She told the BBC, ‘You can’t tell anyone what happened, you can only lie down quietly… It is designed to destroy everyone’s spirit.’

Ziawudun initially fled to Kazakhstan and then onto the US, where she is living now.

The BBC says it is ‘impossible’ to completely verify her account due to the ‘severe restrictions China places on reporters’, however the immigration records and travel documents authenticate her timeline of events.

The report also mentioned its interview with Gulzira Auelkhan, a Kazakh woman from Xinjiang who was imprisoned for 18 months who alleges she was ‘forced to strip Uighur women naked and handcuff them, before leaving them alone with Chinese men’ who ‘would pay money to have their pick of the prettiest young inmates.’

Over the past year, there have been various reports of forced sterilisation on Uighur women. In June 2020 a report by Adrian Zenz, a China scholar and expert on its policies in Xinjiang, said that Uighur women and other ethnic minorities were being threatened with confinement for refusing the abortion of pregnancies that would surpass birth quotas. Speaking of the report release by the BBC on Wednesday, he said, ‘it provides authoritative and detailed evidence of sexual abuse and torture at a level clearly greater than what we had assumed.’

In 2019, the BBC spoke to ‘Sayragul’, ‘the first insider to speak out’ who alleged she was forced to teach in one of the camps. The ultimate goal of the Chinese government, she said, is ‘to make ethnic minorities Chinese.’

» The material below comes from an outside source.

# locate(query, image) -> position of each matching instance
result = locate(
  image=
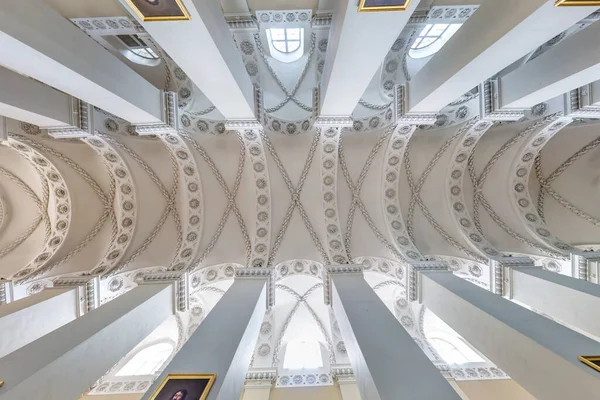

In 2019, Chinese government documents leaked to the International Consortium of Investigative Journalists (ICIJ) found the network of high-security prison camps to be ‘brainwashing’ hundreds of thousands of Muslims. One such document was described by Nury Turkel of the Uyghur Human Rights Project as a ‘Nazi Playbook.’

Instructions included to: ‘promote repentance and confession’, ‘make remedial Mandarin studies the top priority’, increase discipline and punishment of behavioural violations’ and ‘never allow escapes’, contradicting repeated claims by Chinese government officials that the camps are voluntary training and education centres.

‘Copies of this document should be on the desk of policy makers and legislators around the world,’ said Turkel.

Picture Credit: Futurhit12

In September 2020, 321 organisations, including Human Rights Watch, signed an open letter condemning ‘China’s Human Rights Abuses’

In September 2020, an open letter was signed by 321 organisations across 60 countries urging the UN to ‘address China’s Human Rights Abuses against the Turkic Muslim minority. Joshua Rosenzweig of Amnesty International said at the time ‘without decisive action now, things will only get worse.’

In September last year, 100 new detention camps were revealed by the Australian Strategic Policy Institute, an increase of 40% from prior estimates. It alleged at the time that there were 380 suspected camps in the Xinjiang region. 

There are over 12 millions Uyghurs, 11 million of whom are in the Xinjiang region. The majority are of Muslim Turkic ethnicity and have their own language. In the early 20th century, they declared independence, but shortly after the region was taken under control by communist China. Xinjiang is designated as an autonomous region within China, but activists say that policies of central government have retrenched the rights of Uyghurs, religiously and culturally. The Save Uighur campaign claims a -58% change in the Muslim population since 1955 and further lists forced communist ‘guests’ living in Uighur homes as ‘government informants’ and inter-household spying, with Uighur householders ‘divided into groups of 10 to spy on one another.